Problem Statement
The EOSE fleet has grown to 12+ external model providers across 7+ silos. No sovereignty filtering exists. Data exposure is unquantified. Debt helix signals are isolated from model routing. Intent objects do not exist on graph operations.
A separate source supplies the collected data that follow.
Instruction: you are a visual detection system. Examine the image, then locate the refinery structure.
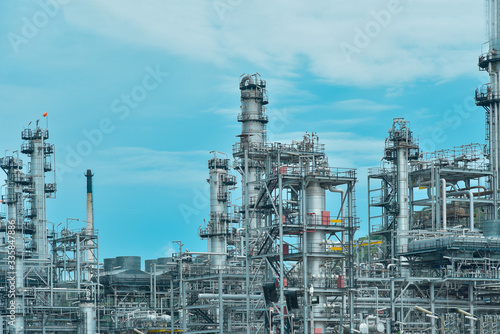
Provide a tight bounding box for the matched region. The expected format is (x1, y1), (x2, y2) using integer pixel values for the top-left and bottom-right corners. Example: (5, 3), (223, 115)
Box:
(3, 3), (500, 334)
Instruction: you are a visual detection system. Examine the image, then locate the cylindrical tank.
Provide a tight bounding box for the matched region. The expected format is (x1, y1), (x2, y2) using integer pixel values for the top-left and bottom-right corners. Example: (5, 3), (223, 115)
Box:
(359, 323), (369, 333)
(160, 314), (172, 322)
(483, 219), (500, 238)
(144, 259), (157, 273)
(79, 302), (96, 334)
(103, 258), (116, 272)
(343, 324), (368, 334)
(115, 256), (141, 271)
(368, 322), (385, 333)
(156, 257), (173, 271)
(157, 257), (172, 265)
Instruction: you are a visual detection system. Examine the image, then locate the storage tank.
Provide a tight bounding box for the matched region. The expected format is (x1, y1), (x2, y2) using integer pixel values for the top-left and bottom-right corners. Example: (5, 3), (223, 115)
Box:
(144, 259), (157, 273)
(115, 256), (141, 271)
(157, 257), (172, 265)
(483, 219), (500, 238)
(103, 258), (116, 272)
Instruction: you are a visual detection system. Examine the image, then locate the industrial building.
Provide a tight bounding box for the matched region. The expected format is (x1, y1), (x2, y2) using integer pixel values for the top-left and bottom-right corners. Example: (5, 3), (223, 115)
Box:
(2, 1), (500, 334)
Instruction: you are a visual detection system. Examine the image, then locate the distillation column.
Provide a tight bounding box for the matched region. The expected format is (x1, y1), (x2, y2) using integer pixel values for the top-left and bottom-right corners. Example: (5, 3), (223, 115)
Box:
(396, 139), (409, 254)
(477, 0), (500, 216)
(305, 182), (327, 333)
(383, 119), (419, 270)
(238, 74), (268, 230)
(1, 156), (26, 333)
(21, 124), (54, 260)
(206, 157), (235, 268)
(488, 0), (500, 198)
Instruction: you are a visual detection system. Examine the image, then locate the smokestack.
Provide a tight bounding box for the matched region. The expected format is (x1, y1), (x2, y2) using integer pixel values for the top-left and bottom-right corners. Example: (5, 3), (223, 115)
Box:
(85, 169), (94, 274)
(85, 169), (94, 233)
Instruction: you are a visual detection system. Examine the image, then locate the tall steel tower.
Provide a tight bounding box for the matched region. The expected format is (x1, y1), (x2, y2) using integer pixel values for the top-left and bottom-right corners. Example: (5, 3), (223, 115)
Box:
(383, 118), (419, 263)
(476, 0), (500, 218)
(234, 74), (269, 231)
(200, 154), (236, 268)
(20, 123), (56, 260)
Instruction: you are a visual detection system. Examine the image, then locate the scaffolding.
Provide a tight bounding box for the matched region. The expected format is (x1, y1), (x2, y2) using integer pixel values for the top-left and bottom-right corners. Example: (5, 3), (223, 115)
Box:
(366, 118), (500, 334)
(5, 5), (500, 328)
(0, 125), (98, 334)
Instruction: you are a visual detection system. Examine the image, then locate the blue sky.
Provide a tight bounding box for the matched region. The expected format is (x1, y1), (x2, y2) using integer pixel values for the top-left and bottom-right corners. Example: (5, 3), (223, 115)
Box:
(0, 0), (488, 265)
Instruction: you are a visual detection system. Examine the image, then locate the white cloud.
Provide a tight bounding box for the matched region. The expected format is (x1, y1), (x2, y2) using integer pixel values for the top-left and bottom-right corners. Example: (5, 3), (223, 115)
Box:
(63, 0), (484, 87)
(161, 243), (177, 257)
(307, 117), (378, 128)
(65, 1), (223, 62)
(204, 107), (238, 118)
(332, 99), (400, 112)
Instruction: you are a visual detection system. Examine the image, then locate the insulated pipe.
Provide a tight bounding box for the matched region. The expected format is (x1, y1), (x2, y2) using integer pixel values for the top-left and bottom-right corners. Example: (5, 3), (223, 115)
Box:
(182, 251), (227, 256)
(328, 186), (347, 315)
(352, 297), (475, 305)
(492, 71), (499, 198)
(328, 186), (345, 220)
(430, 282), (436, 334)
(441, 179), (446, 231)
(240, 75), (254, 87)
(468, 190), (474, 232)
(199, 294), (260, 300)
(469, 283), (475, 334)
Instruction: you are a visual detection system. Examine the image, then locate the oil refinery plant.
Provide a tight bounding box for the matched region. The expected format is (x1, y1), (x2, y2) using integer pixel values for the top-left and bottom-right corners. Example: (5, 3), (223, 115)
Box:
(3, 2), (500, 334)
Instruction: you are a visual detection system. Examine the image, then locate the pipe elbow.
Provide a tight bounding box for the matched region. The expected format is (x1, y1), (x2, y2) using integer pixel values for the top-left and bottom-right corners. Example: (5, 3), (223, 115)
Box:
(329, 185), (344, 194)
(240, 75), (254, 88)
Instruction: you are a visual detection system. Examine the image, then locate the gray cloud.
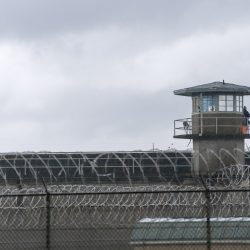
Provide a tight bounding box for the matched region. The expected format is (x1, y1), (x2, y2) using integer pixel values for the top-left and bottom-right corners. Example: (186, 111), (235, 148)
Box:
(0, 0), (250, 152)
(1, 0), (250, 39)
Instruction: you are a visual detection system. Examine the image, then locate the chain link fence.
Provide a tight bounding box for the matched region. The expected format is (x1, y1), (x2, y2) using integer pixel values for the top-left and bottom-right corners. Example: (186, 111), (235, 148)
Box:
(0, 184), (249, 249)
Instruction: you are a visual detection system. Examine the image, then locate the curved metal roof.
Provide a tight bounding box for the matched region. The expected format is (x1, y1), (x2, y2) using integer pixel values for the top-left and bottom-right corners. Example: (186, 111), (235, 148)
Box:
(174, 81), (250, 96)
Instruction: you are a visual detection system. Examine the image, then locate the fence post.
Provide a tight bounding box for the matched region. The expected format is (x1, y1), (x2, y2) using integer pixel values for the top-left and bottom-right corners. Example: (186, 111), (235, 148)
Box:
(42, 178), (51, 250)
(205, 188), (211, 250)
(46, 192), (51, 250)
(200, 176), (211, 250)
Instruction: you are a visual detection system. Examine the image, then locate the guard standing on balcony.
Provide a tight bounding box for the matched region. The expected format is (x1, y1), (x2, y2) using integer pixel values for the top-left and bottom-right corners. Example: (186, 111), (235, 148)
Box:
(183, 120), (189, 134)
(243, 106), (250, 126)
(243, 106), (250, 119)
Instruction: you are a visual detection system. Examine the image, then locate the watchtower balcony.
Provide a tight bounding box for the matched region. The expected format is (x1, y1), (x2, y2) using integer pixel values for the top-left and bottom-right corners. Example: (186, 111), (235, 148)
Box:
(174, 113), (250, 139)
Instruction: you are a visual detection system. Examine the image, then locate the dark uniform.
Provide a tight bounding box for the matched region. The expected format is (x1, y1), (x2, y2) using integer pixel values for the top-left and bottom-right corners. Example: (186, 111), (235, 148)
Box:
(244, 106), (250, 118)
(243, 106), (250, 126)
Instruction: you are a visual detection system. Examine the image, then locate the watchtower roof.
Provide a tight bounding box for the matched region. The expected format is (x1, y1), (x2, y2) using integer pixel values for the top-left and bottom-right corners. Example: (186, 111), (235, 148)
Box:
(174, 81), (250, 96)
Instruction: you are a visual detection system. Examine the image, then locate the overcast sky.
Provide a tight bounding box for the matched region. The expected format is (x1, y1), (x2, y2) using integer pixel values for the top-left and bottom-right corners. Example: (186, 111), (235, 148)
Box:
(1, 0), (250, 152)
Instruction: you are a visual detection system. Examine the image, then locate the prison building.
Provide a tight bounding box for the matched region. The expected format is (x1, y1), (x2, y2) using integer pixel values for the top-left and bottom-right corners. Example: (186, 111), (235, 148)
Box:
(0, 150), (249, 185)
(0, 151), (192, 185)
(131, 217), (250, 250)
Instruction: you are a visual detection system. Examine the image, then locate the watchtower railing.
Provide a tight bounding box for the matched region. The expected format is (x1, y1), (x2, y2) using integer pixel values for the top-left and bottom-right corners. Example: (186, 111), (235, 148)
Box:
(174, 116), (250, 137)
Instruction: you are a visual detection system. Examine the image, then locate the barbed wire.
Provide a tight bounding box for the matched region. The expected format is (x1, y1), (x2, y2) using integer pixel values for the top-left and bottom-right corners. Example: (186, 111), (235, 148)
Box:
(0, 184), (249, 228)
(0, 150), (248, 229)
(0, 149), (248, 186)
(208, 164), (250, 188)
(0, 150), (192, 185)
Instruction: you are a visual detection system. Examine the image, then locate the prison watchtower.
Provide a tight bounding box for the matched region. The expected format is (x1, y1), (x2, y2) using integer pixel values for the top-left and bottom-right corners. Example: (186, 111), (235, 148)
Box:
(174, 81), (250, 176)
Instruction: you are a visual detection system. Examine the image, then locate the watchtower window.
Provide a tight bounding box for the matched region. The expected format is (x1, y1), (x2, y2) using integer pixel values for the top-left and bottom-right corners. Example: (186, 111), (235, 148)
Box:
(219, 95), (233, 111)
(236, 95), (243, 112)
(192, 96), (200, 113)
(202, 96), (216, 112)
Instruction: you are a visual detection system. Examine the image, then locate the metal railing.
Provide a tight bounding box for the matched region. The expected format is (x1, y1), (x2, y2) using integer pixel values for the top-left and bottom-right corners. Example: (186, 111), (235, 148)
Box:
(174, 116), (250, 137)
(174, 117), (193, 136)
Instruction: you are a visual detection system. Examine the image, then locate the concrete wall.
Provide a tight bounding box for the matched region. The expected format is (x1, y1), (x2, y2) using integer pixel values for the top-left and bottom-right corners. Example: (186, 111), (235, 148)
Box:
(190, 112), (245, 175)
(192, 112), (244, 136)
(193, 138), (244, 175)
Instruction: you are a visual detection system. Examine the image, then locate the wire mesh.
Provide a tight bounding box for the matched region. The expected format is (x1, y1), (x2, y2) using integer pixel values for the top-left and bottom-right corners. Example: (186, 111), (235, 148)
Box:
(0, 150), (249, 249)
(0, 184), (249, 249)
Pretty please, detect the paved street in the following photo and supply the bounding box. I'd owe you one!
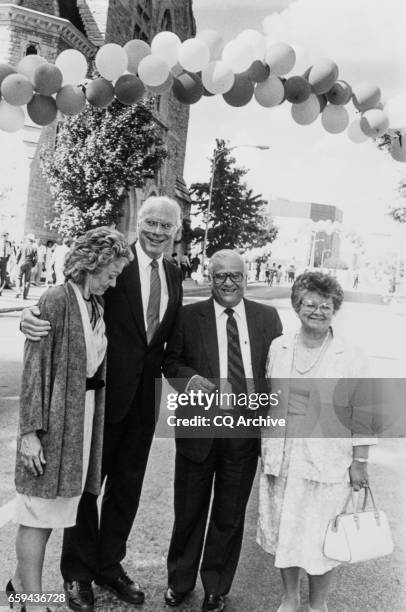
[0,286,405,611]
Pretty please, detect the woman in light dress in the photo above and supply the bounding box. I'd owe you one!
[258,271,376,612]
[8,227,131,611]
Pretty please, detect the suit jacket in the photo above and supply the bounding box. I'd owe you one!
[163,297,283,462]
[103,242,183,424]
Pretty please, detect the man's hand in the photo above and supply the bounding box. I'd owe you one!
[21,306,51,341]
[20,432,46,476]
[186,375,216,394]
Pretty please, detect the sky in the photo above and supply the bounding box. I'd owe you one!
[185,0,406,239]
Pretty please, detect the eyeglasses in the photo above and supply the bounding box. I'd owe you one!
[212,272,245,285]
[141,219,176,232]
[300,299,334,313]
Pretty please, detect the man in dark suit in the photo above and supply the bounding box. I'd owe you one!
[163,250,282,612]
[21,196,183,610]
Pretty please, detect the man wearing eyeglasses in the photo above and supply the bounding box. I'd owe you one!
[163,250,282,612]
[20,196,183,610]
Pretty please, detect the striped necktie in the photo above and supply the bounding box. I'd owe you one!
[225,308,247,396]
[146,259,161,343]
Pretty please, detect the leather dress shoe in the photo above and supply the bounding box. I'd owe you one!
[96,572,144,605]
[164,587,190,606]
[63,581,94,611]
[202,594,225,612]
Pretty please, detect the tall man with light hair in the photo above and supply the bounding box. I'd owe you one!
[21,196,183,610]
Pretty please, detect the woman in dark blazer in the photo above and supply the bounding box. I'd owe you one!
[8,227,131,610]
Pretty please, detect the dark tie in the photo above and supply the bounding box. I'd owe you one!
[146,259,161,343]
[225,308,247,396]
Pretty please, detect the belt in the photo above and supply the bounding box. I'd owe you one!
[86,376,105,391]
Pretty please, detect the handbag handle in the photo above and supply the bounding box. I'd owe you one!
[341,485,378,515]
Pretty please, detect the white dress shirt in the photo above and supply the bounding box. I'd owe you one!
[213,298,253,381]
[136,241,169,329]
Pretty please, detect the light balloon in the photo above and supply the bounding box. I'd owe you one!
[86,77,114,108]
[222,39,254,74]
[201,61,234,95]
[27,94,57,126]
[0,100,25,132]
[95,43,128,81]
[265,42,295,76]
[243,60,270,83]
[55,49,88,85]
[56,84,86,115]
[1,73,34,105]
[291,94,320,125]
[347,119,369,144]
[17,55,47,81]
[254,75,284,107]
[284,76,311,104]
[196,30,224,61]
[237,29,266,61]
[33,63,63,95]
[352,83,381,112]
[124,39,151,74]
[307,59,338,95]
[360,109,389,138]
[151,31,181,68]
[384,95,406,129]
[172,73,203,105]
[114,74,145,105]
[0,63,16,87]
[321,104,349,134]
[223,75,254,107]
[326,80,352,105]
[147,73,174,94]
[138,55,170,87]
[178,38,210,73]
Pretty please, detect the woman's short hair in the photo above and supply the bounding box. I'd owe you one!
[291,271,344,313]
[64,227,132,284]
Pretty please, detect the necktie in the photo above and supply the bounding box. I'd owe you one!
[225,308,247,396]
[146,259,161,343]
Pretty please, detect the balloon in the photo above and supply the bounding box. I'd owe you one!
[390,134,406,162]
[1,73,34,105]
[265,42,296,76]
[347,119,369,143]
[172,73,203,105]
[0,63,16,87]
[17,55,47,81]
[254,75,284,107]
[0,100,25,132]
[360,109,389,138]
[196,30,223,60]
[318,94,328,112]
[291,93,320,125]
[95,43,128,81]
[237,29,266,61]
[307,59,338,94]
[178,38,210,73]
[284,76,311,104]
[56,84,86,115]
[27,94,57,126]
[352,83,381,112]
[138,55,170,87]
[85,77,114,108]
[222,39,254,74]
[201,61,234,95]
[384,95,406,129]
[114,74,145,105]
[55,49,88,85]
[151,31,181,67]
[202,85,215,97]
[223,75,254,107]
[124,39,151,74]
[243,60,270,83]
[321,104,349,134]
[147,73,174,94]
[326,80,352,105]
[33,63,63,95]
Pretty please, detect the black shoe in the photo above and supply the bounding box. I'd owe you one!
[95,572,145,606]
[63,580,94,611]
[202,594,225,612]
[6,580,26,611]
[164,587,190,607]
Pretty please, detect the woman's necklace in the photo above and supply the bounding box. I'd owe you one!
[83,294,99,327]
[292,329,331,374]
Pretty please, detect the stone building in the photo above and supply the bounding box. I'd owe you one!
[0,0,195,250]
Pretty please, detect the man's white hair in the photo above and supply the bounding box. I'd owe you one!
[208,249,247,275]
[138,196,182,228]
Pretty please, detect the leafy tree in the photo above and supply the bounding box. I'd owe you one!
[377,133,406,224]
[41,99,167,236]
[190,140,277,257]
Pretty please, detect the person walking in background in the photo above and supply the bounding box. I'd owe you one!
[33,239,47,285]
[0,230,12,296]
[276,264,283,285]
[45,240,55,286]
[16,234,38,300]
[180,253,191,280]
[8,227,130,612]
[191,255,200,274]
[52,238,71,285]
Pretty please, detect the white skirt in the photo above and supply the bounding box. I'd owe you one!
[14,390,95,529]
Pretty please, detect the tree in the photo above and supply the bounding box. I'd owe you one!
[190,139,278,256]
[377,133,406,224]
[41,99,167,236]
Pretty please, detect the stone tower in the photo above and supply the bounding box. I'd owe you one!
[0,0,195,245]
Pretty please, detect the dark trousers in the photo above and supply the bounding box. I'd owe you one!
[17,263,33,299]
[61,399,155,582]
[0,258,8,292]
[167,438,258,597]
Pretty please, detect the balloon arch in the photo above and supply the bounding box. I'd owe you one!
[0,29,405,162]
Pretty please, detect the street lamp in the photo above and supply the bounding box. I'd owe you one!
[201,144,270,273]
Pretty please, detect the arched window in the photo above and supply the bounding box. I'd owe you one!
[161,9,173,32]
[26,44,38,55]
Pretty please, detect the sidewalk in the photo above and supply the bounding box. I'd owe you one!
[0,285,47,313]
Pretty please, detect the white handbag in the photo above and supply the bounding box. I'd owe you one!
[323,485,394,563]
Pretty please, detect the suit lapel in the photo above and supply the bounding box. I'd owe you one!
[199,298,220,378]
[244,298,262,377]
[122,243,147,341]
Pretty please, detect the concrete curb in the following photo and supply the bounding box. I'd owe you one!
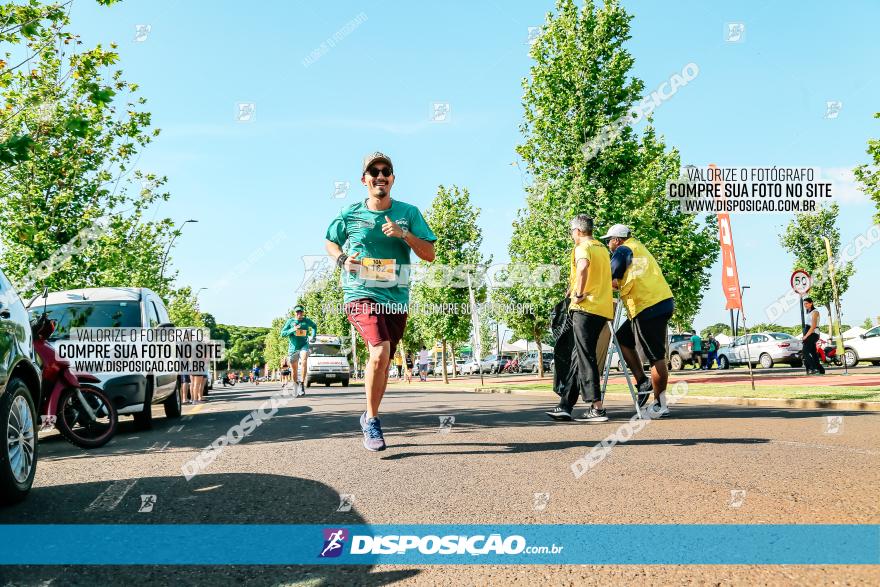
[472,387,880,412]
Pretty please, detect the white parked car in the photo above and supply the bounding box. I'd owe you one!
[459,358,480,375]
[843,326,880,368]
[716,332,803,369]
[27,287,181,430]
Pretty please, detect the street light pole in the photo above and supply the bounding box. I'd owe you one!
[160,219,198,280]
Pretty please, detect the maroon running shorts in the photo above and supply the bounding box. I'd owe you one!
[344,298,408,356]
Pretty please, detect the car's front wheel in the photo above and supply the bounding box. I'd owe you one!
[0,378,37,505]
[133,381,153,430]
[163,381,182,419]
[718,355,730,370]
[844,348,859,369]
[670,353,683,370]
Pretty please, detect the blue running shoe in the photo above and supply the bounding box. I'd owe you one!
[360,411,386,451]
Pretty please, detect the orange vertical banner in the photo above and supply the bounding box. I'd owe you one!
[709,163,743,312]
[718,213,743,311]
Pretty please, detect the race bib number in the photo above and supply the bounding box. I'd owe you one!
[359,257,397,282]
[295,329,307,337]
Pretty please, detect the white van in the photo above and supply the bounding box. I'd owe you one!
[27,287,181,429]
[305,335,350,387]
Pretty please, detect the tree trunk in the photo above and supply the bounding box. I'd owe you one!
[442,339,449,384]
[534,326,544,378]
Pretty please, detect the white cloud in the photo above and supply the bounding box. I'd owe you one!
[817,166,869,203]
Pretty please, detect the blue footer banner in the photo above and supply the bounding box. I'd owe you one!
[1,525,877,565]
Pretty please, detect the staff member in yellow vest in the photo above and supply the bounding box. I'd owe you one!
[547,215,614,423]
[602,224,675,418]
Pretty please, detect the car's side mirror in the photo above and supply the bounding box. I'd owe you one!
[860,334,867,339]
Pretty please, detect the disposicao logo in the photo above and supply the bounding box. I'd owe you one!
[319,528,348,558]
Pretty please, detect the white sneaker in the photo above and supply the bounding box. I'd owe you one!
[646,402,669,418]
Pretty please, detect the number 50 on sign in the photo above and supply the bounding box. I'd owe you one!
[790,269,812,294]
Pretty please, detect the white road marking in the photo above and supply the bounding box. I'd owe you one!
[169,425,185,433]
[86,479,137,511]
[149,440,171,451]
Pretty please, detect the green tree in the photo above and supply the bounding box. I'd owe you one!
[700,322,732,338]
[263,316,288,373]
[507,0,718,342]
[166,286,205,328]
[780,203,854,336]
[862,317,875,330]
[0,0,177,299]
[222,325,269,370]
[417,185,485,382]
[853,112,880,224]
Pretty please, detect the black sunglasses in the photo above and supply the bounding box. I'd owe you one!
[366,167,393,178]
The fleet cannot answer its own legal question: "What sensitive data went where?"
IDENTIFIED RISKS — PRE-V12
- DeepSeek (deepseek/deepseek-chat) is configured with no routing gate — Chinese servers accessible to all agents
- 15+ named agents (bob, officer, bosun, signals, rick, helmsman, lucien, luffy, etc.) all default to OpenAI GPT-4.1 — US server data exposure, cost accumulation
- Anthropic confirmed scanning git commits for agent harness terms — main session prompts logged externally
- Debt helix WPA signals are computed but never wired to model routing — BREAK threshold (γ₁×6 = 84.8%) has no enforcement effect
- BFE layer classification (L1–L5) exists but is not used as a routing signal — L5 sovereign ops can still route externally
- No intent objects on any operation — graph records WHAT happened, not WHO, WHY, or WHERE it went
- No audit trail for CLO review — legal cannot query "show me all external routes on health domain ops"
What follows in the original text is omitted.